Atrial Fibrillation

Your heart is actually two pumps that work side-by-side to move blood around your body. The right side of your heart pumps blood to your lungs to receive oxygen.

The left side sends the oxygen-filled blood out to your body.
The familiar lub-dub rhythm of your heart is very organized and controlled by a built-in electrical system.

But some things can cause that electrical system to go haywire. And that can cause a condition called atrial fibrillation.


If you have atrial fibrillation, the electrical signals in your heart aren't firing properly. This makes the atria, or upper chambers of your heart, quiver instead of contracting as they normally should

And, it can change some of the signals to the ventricles, causing them to contract irregularly too. This causes a fast and irregular heart rhythm that reduces blood flow to your body.

Anyone can get atrial fibrillation, but you are more likely to get it if you've had other problems such as:

  • Uncontrolled high blood pressure
  • Heart attack
  • Heart failure
  • Recent surgery
  • Diabetes
  • Lung disease
  • Sleep apnea
  • Thyroid problems, or
  • Alcoholism


You may not have symptoms with atrial fibrillation. But, if the ventricles of your heart are affected and can't pump enough blood out to your lungs and body, it can cause symptoms such as:

Heart palpitations or fluttering in the chest, chest pain, a feeling that you can't catch your breath, feeling tired all the time, feeling nervious or anxious, and feeling dizzy or like you want to faint

Some people with atrial fibrillation have occasional spells. This is called intermittent or paroxysmal atrial fibrillation.
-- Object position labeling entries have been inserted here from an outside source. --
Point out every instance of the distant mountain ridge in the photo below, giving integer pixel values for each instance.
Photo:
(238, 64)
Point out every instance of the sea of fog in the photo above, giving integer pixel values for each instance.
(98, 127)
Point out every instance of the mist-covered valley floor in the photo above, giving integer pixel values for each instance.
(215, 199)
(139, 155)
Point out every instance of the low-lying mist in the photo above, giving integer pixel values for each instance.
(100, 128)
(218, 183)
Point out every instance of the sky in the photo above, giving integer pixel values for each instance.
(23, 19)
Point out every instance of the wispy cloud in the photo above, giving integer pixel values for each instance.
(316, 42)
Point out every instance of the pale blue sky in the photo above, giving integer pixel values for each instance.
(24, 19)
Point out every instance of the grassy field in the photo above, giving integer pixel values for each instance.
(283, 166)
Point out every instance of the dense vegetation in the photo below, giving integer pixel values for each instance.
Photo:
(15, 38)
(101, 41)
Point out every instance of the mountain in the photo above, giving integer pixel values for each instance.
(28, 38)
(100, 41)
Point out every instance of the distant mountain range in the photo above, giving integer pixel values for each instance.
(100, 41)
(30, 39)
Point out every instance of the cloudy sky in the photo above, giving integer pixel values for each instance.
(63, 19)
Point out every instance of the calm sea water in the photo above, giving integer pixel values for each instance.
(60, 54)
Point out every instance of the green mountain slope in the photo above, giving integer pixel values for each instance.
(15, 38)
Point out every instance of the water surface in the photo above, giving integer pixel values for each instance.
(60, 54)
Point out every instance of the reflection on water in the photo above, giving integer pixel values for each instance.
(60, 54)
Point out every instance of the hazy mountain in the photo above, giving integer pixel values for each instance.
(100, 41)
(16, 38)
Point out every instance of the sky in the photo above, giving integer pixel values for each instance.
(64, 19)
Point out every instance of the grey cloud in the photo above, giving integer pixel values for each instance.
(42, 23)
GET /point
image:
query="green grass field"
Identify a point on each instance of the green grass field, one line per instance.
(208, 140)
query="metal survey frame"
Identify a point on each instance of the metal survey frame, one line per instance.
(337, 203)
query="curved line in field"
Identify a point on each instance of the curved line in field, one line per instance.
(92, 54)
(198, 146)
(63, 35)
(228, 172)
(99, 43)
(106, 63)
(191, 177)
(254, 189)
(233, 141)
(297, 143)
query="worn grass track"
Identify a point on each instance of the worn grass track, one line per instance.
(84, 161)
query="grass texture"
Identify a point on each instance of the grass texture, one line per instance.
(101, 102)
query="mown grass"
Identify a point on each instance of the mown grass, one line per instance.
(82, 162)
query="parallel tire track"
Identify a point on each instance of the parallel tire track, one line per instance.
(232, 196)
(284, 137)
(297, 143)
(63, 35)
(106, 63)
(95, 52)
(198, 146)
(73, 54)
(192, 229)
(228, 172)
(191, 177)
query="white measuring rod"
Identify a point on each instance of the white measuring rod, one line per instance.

Chronic or persistent atrial fibrillation is long lasting.

Over time, atrial fibrillation can weaken your heart and cause heart failure. It can also cause blood to pool in your heart when the atria don't contract correctly.

This increases the risk that a blood clot may form and travel to your brain, causing a stroke.

People with atrial fibrillation are 5 to 7 times more likely to have a stroke than people who don't have it.


Some people with atrial fibrillation can get a normal rhythm back without treatment. This happens when the heart "converts" on its own.
If this happens to you, you may not need any other treatment. Other people may need more aggressive treatment.

Which treatment is right for you depends on whether your symptoms are bothersome and how long your heart has been in atrial fibrillation.
Your health care provider will likely recommend blood thinners to reduce your risk for stroke.

You may also need medication or a procedure that helps with rhythm control.

Antiarrhythmic medications slow your heart's ability to send electrical signals.

Electrical cardioversion is a procedure to shock your heart back into rhythm using paddles placed on your chest.

You will need to take blood thinning medication before electrical cardioversion to reduce the risk of having a stroke from a dislodged blood clot.

Other medications can help control your heart rate. These medications include:

Beta blockers or calcium channel blockers, which slow your heart rate, or Digoxin, which slows the electrical currents between the upper and lower chambers of your heart.

And, if these options don't work, your provider may recommend a Maze procedure or catheter ablation to change the way electrical signals move through your heart.

When to Call

Atrial fibrillation can cause serious complications. Call your health care provider if you have:

  • Increased shortness of breath or swelling in your legs
  • Unexpected weight gain
  • Chest pain or the sense that your heart is fluttering, or beating fast or hard
  • Fever of 100.4ºF, or 38ºC, or higher
  • A cough with dark-colored or bloody mucus, or
  • Signs of stroke

Signs of stroke include:

  • Weakness of an arm or leg or one side of the face
  • Difficulty with speech or vision, and
  • Confusion, dizziness or fainting, or extreme drowsiness

Teach your family and friends about the signs of stroke. Have them call your local emergency services or 911 right away if you are having any of these symptoms.

What We Have Learned

Atrial fibrillation may be caused by drinking too much alcohol. True or False? The answer is true. Drinking too much alcohol too often can cause atrial fibrillation.

Sometimes the heart will go back to its normal rhythm on its own. True or False? The answer is true. In some cases, the heart resets itself.

There is no medication to treat atrial fibrillation. True or False? The answer is false. Several medications are available to treat atrial fibrillation.